A werewolf scratch is fatal to a pure human and from what we know of the woman, she was human. A woman who was clear affected and would die by the looks of it.

"Weather sucks"Cindy started making herself comfortable in the bed acting casual.

"I wouldn't know. I have been cooped down here"Ryan replied with an amused smile.

"Yeah sorry about that"Cindy said looking a bit embarrassed.

Even she couldn't pretend for long.

"I know what you're trying to do Cindy and that's sweet of you but it's okay I accepted it"

"I have no idea what you are talking about. I'm just trying to have a conversation with a friend"

"About the weather?"I snorted out.

Ryan gave me a smile over Cindy's head and I gave one back.

Cindy took Ryan's hand, turned to around to the palm was facing up and traced something on her wrist. She looked like she was concentrating on something. Her lips were moving like she was reading something.

Ryan and I shared a look but we didn't say anything.

Cindy tilted her head to the side before letting go of Ryan hand and placing it gently on the bed.

She looked at Ryan, I watched as Ryan gave her a small smile.

"You will be fine Ryan"she told my brother's mate.

Ryan's smile faded and she audibly swallowed.

"Yeah"Was all she said.

Yeah. Simple word but it said so much. And that. That completely broke me. Seeing her have no hope. Zero hope, accepting her horrible fate. It destroyed me but I couldn't show her any of it.

This wasn't about me. This was about Ryan and how everything went to shits just when things were getting good for her.

My brother was many things but if he loved you, truly loved you then he would make sure that you are happy. He loves his family. Even though he never told me, I knew he loved Ryan. With all his heart. If he didn't, he wouldn't be like he was then.
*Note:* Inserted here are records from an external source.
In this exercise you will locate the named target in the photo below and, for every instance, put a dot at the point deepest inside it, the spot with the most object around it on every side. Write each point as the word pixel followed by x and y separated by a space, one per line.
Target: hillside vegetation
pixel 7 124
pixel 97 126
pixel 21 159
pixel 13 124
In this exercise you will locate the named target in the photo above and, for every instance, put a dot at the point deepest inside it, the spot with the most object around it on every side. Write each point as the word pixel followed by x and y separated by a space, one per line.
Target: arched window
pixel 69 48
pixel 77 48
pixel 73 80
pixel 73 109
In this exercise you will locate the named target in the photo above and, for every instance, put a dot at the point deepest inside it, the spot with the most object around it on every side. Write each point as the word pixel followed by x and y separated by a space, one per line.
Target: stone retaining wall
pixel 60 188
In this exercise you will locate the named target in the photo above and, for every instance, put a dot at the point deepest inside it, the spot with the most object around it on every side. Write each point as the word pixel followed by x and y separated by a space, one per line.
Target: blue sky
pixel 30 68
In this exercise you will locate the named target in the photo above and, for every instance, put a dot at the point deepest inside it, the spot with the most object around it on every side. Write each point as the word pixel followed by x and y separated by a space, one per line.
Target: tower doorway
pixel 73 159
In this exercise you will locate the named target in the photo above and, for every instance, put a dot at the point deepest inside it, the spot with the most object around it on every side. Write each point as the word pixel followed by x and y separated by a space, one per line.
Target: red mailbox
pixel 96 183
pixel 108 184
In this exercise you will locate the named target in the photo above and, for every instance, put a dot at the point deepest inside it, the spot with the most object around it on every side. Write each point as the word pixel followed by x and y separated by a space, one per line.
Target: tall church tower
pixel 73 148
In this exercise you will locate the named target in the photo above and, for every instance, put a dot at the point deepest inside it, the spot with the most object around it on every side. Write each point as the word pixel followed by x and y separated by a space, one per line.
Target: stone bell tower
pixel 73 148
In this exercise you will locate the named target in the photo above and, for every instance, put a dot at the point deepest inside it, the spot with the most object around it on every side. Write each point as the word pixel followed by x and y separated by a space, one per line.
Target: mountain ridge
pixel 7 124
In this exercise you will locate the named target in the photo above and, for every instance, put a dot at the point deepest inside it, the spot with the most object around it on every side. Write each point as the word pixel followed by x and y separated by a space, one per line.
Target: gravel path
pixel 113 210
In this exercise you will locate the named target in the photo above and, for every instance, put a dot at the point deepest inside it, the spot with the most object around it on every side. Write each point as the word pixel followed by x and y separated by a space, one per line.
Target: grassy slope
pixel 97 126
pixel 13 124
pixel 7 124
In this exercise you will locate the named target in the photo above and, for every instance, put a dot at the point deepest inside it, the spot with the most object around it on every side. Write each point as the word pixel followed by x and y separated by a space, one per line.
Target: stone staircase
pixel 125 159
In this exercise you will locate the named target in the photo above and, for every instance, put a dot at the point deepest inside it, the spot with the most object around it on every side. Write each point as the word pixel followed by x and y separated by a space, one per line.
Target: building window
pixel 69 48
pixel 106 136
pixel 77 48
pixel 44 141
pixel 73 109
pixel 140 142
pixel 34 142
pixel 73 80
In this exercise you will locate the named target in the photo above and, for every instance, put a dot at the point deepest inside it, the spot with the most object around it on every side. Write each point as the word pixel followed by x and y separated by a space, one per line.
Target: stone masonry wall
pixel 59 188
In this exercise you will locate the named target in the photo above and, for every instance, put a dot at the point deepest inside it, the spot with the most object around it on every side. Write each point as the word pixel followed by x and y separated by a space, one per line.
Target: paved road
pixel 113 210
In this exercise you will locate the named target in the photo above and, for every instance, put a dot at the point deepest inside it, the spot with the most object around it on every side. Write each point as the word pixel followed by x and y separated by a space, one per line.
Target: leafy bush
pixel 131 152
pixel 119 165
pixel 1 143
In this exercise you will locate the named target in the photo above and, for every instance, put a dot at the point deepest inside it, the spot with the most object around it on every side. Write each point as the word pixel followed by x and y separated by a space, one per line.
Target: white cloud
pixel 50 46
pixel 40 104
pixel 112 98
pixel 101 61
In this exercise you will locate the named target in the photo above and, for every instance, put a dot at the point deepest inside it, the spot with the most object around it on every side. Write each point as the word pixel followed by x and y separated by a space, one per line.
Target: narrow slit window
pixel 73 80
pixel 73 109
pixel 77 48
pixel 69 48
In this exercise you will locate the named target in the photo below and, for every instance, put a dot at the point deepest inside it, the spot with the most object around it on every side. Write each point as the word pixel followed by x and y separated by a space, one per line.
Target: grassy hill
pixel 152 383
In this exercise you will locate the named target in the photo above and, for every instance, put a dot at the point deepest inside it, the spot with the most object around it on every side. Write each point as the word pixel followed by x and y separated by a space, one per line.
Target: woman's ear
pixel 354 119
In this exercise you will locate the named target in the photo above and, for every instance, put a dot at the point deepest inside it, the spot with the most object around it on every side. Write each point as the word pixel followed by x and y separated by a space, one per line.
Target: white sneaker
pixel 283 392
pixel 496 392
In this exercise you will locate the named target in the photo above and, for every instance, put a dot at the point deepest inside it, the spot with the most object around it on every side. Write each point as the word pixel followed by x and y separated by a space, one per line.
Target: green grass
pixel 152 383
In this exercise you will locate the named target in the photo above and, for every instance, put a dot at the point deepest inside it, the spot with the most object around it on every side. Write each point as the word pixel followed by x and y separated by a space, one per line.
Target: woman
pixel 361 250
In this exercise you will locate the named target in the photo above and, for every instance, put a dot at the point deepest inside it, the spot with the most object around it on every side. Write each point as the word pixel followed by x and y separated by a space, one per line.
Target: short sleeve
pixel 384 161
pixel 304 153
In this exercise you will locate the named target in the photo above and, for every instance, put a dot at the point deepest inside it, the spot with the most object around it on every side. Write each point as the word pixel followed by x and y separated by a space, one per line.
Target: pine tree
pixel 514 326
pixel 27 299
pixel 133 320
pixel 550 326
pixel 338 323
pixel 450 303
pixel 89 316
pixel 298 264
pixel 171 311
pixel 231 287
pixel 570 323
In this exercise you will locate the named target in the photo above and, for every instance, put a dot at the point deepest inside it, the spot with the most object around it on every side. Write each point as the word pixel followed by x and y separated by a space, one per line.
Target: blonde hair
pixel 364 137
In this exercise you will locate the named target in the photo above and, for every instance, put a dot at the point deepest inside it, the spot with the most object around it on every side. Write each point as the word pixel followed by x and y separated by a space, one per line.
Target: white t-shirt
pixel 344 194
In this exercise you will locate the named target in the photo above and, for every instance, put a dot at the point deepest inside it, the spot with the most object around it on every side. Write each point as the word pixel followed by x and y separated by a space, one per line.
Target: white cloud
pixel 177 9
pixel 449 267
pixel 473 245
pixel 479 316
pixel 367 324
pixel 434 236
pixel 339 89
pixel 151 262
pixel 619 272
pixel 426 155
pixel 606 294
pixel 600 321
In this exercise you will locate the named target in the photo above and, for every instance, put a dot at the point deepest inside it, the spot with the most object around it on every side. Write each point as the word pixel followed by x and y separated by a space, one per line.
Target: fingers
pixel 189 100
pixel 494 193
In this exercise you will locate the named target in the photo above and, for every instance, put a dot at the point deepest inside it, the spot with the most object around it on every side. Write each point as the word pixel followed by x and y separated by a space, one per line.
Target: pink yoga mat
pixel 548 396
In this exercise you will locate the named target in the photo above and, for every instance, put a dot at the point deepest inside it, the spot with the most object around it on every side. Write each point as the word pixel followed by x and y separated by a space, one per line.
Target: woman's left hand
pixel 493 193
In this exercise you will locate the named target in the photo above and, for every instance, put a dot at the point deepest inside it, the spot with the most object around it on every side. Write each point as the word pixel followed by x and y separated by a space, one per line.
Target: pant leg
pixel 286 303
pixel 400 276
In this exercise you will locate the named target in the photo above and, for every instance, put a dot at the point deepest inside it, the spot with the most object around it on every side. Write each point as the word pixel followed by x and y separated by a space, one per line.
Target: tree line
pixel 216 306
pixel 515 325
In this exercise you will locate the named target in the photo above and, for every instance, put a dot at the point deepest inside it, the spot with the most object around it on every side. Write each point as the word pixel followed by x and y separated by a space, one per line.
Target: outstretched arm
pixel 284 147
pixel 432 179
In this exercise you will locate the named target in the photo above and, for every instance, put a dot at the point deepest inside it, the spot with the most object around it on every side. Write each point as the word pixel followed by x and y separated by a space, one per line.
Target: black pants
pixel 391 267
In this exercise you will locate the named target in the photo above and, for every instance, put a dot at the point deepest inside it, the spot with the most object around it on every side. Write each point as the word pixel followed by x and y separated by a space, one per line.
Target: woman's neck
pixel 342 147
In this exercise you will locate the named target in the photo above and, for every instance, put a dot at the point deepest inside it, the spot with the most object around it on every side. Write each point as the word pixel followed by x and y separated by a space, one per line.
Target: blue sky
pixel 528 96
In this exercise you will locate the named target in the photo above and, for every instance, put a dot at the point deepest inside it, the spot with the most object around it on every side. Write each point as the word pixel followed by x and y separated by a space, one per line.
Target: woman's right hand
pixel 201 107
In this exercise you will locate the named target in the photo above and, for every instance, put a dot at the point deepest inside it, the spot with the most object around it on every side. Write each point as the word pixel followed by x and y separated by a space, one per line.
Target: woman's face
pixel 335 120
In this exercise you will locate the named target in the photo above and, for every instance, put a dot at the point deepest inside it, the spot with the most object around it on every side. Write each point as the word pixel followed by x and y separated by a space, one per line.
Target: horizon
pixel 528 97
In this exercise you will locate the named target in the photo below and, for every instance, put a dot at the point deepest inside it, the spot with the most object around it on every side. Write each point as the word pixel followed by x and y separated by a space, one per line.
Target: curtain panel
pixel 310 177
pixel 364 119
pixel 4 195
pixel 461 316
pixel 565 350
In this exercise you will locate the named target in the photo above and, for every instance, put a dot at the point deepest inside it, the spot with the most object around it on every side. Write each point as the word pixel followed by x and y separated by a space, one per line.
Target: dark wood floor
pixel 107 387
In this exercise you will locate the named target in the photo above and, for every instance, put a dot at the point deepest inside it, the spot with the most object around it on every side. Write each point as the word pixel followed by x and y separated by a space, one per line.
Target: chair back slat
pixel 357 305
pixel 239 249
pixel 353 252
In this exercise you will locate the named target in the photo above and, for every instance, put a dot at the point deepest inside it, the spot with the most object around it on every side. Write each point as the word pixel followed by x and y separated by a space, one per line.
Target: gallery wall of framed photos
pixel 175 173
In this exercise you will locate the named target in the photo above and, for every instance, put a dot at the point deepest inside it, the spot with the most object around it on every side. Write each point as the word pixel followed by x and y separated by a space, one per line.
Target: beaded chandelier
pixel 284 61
I had never seen my brother like this so I didn't know how to help him. I didn't what to say that would make things better and I was starting to understand that nothing I could say would make him feel better.
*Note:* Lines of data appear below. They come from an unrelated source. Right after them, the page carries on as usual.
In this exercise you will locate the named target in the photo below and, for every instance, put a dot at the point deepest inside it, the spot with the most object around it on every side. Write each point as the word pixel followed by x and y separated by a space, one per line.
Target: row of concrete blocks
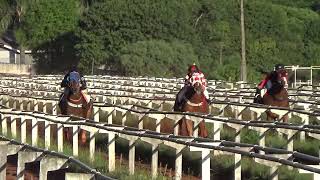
pixel 18 104
pixel 134 81
pixel 102 92
pixel 47 162
pixel 205 153
pixel 146 90
pixel 124 84
pixel 103 98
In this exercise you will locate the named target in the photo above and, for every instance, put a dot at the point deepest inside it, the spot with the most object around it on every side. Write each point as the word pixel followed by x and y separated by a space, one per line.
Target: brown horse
pixel 278 98
pixel 197 103
pixel 79 105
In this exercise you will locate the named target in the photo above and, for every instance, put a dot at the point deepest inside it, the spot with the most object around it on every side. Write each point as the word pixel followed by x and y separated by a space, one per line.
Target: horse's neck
pixel 197 98
pixel 75 98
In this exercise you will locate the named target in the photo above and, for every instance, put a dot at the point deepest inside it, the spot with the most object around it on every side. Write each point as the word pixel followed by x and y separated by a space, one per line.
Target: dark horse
pixel 197 103
pixel 276 96
pixel 78 104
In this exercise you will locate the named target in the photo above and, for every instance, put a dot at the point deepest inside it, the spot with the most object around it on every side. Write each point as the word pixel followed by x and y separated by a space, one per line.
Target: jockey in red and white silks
pixel 194 75
pixel 277 78
pixel 199 77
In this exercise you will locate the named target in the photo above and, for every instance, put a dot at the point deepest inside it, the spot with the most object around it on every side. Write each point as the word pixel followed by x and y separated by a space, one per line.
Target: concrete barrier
pixel 15 69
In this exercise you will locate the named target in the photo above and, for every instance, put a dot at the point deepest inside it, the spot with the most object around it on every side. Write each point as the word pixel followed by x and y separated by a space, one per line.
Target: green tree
pixel 108 26
pixel 47 28
pixel 157 58
pixel 12 13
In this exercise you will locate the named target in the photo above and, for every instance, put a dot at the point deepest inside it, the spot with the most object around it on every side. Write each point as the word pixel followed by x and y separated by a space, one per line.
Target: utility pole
pixel 243 64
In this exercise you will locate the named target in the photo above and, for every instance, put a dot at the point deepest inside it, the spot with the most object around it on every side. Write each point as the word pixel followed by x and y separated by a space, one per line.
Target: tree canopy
pixel 165 36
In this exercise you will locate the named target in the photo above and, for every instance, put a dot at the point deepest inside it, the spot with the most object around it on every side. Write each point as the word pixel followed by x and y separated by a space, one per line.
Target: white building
pixel 11 55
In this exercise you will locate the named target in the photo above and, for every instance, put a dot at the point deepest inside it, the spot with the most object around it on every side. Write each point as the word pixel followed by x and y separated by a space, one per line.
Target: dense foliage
pixel 162 37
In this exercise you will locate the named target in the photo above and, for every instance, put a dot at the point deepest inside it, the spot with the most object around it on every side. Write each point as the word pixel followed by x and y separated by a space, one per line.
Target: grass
pixel 221 165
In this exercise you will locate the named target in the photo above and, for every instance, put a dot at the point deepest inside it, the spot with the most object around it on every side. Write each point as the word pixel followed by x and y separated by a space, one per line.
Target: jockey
pixel 279 75
pixel 73 72
pixel 194 75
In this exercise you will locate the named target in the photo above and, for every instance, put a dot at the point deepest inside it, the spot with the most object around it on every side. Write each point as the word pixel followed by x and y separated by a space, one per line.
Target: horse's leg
pixel 83 137
pixel 183 128
pixel 203 132
pixel 285 118
pixel 189 125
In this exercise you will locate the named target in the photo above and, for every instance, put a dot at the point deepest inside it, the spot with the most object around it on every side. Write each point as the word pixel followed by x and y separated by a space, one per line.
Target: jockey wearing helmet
pixel 194 75
pixel 279 76
pixel 72 73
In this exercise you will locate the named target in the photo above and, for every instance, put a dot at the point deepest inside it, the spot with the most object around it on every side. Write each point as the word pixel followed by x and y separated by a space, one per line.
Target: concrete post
pixel 237 167
pixel 54 108
pixel 25 157
pixel 92 145
pixel 216 130
pixel 45 107
pixel 205 168
pixel 96 113
pixel 75 144
pixel 178 163
pixel 34 127
pixel 50 164
pixel 21 105
pixel 13 126
pixel 274 172
pixel 36 105
pixel 4 125
pixel 47 131
pixel 60 137
pixel 23 129
pixel 154 161
pixel 305 120
pixel 28 105
pixel 111 151
pixel 110 117
pixel 3 160
pixel 132 151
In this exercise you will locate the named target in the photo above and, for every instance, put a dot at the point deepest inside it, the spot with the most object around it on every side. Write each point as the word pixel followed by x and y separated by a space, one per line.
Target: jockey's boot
pixel 63 104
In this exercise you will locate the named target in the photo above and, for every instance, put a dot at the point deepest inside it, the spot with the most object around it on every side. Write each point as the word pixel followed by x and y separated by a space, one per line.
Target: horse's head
pixel 198 88
pixel 74 82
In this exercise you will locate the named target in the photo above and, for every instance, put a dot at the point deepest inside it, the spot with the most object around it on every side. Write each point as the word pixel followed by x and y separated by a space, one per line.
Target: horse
pixel 276 96
pixel 197 103
pixel 78 104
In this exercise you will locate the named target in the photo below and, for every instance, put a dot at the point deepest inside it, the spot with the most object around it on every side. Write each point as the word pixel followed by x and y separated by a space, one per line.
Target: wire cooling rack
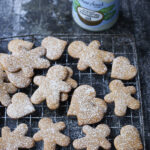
pixel 120 45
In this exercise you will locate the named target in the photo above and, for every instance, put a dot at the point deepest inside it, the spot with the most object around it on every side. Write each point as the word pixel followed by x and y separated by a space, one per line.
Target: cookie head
pixel 122 97
pixel 51 87
pixel 16 44
pixel 122 69
pixel 90 56
pixel 94 139
pixel 15 139
pixel 86 106
pixel 50 133
pixel 20 107
pixel 129 138
pixel 54 47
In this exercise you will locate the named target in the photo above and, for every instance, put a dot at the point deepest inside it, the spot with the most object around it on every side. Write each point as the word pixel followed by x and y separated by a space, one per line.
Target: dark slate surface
pixel 23 17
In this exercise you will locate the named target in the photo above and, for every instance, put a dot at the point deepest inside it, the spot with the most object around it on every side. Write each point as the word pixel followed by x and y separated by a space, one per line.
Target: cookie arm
pixel 38 80
pixel 39 51
pixel 82 65
pixel 21 129
pixel 109 98
pixel 101 104
pixel 10 88
pixel 48 145
pixel 38 136
pixel 64 87
pixel 60 125
pixel 98 66
pixel 53 100
pixel 5 132
pixel 133 103
pixel 87 129
pixel 28 71
pixel 72 82
pixel 41 63
pixel 120 108
pixel 107 56
pixel 37 97
pixel 80 143
pixel 62 140
pixel 131 89
pixel 63 97
pixel 26 142
pixel 5 98
pixel 75 48
pixel 105 144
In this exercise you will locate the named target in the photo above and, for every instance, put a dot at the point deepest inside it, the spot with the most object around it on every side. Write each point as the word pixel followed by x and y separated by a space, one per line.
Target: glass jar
pixel 95 15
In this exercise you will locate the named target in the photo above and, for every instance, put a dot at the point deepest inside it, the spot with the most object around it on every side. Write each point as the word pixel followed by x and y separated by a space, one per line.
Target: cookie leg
pixel 26 142
pixel 48 145
pixel 120 108
pixel 53 101
pixel 41 63
pixel 63 97
pixel 80 143
pixel 81 65
pixel 28 72
pixel 105 144
pixel 99 67
pixel 37 97
pixel 5 99
pixel 133 103
pixel 10 88
pixel 62 140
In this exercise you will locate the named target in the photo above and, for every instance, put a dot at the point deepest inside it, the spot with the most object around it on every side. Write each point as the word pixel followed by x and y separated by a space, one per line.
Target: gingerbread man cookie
pixel 25 60
pixel 20 107
pixel 51 135
pixel 16 44
pixel 122 98
pixel 17 78
pixel 5 88
pixel 129 139
pixel 71 82
pixel 51 86
pixel 94 139
pixel 86 106
pixel 121 69
pixel 54 47
pixel 90 56
pixel 15 139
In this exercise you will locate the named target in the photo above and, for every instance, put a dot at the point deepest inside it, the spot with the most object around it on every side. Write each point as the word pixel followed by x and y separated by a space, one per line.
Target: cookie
pixel 71 82
pixel 122 69
pixel 90 56
pixel 50 134
pixel 20 107
pixel 86 106
pixel 129 139
pixel 51 86
pixel 54 47
pixel 6 88
pixel 16 44
pixel 94 139
pixel 15 139
pixel 18 79
pixel 122 98
pixel 25 60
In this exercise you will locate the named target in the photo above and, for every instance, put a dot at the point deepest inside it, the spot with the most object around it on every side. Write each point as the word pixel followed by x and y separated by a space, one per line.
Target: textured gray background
pixel 23 17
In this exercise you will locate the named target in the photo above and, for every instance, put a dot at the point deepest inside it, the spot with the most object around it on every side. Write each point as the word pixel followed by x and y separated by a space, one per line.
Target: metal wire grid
pixel 120 45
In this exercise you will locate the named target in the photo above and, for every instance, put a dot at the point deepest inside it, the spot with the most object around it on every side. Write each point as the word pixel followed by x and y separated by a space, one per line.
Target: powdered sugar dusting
pixel 121 69
pixel 21 106
pixel 85 106
pixel 129 138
I knew my mother felt the same. We might be twins but Cameron was her first child. Her first baby and it was destroying her seeing him like this. She didn't like this for her son. I didn't like this for my brother or Ryan.
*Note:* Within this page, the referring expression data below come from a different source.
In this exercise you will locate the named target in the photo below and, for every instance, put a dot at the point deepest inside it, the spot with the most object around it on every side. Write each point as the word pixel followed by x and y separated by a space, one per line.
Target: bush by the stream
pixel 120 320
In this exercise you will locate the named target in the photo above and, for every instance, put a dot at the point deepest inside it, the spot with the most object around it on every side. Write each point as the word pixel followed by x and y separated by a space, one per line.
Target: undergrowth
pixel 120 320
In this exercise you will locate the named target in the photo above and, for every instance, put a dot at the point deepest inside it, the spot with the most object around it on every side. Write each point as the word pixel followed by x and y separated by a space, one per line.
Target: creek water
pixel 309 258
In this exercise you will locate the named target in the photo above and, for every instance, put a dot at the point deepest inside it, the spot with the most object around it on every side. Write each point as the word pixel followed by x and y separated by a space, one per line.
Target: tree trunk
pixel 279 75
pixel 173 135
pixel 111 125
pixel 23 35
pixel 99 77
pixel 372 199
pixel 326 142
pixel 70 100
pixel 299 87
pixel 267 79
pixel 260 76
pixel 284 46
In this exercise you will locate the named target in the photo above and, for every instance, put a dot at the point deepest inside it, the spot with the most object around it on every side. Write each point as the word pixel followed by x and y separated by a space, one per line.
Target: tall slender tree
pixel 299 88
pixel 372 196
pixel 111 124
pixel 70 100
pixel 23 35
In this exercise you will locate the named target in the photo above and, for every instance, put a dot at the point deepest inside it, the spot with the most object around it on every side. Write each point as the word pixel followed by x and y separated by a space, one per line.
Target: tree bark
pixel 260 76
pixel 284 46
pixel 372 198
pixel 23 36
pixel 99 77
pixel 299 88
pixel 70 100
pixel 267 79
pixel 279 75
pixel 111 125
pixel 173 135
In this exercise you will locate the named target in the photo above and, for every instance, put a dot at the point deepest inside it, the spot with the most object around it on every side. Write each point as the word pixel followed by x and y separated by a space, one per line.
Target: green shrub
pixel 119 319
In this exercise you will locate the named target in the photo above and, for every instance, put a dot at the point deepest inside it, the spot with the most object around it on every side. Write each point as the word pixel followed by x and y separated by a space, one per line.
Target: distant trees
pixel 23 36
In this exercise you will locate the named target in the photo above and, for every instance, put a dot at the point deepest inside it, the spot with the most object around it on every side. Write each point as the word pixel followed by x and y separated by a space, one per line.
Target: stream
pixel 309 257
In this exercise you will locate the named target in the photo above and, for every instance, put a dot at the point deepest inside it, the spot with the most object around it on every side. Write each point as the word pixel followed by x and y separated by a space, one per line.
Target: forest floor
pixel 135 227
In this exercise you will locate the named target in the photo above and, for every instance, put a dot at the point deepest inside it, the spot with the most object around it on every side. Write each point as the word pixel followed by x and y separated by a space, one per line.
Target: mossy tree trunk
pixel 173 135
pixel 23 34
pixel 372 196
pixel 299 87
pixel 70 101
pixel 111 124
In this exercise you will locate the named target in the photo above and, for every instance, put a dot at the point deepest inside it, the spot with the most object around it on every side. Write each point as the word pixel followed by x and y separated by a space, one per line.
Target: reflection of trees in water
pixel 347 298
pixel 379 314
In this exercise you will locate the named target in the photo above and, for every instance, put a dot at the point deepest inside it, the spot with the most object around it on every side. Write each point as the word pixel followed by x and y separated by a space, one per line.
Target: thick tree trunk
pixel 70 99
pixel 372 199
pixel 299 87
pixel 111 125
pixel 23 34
Everyone liked Ryan. We knew that she has this wall so high but we were working on breaking it down. We wanted in there because we could see the sweet within them. We didn't need X-ray vision to see what was behind those wall.

Ryan may hide behind a wall, and her shell may be thick but inside she was all soft and sweet. I saw a glimpse of it the last time I was there.

She was perfect for Cameron, it was like she was made for him. So this sucked double. Her dying. Us knowing what was happening to her and not being able to do anything sucked bad.

We chatted with her for a bit longer, she asked for Enzo and we had to make some lame excuse to why he wasn't coming in. She didn't like this. I knew it. Cindy knew it and Ryan knew we knew but tried to hide it with another smile anyways.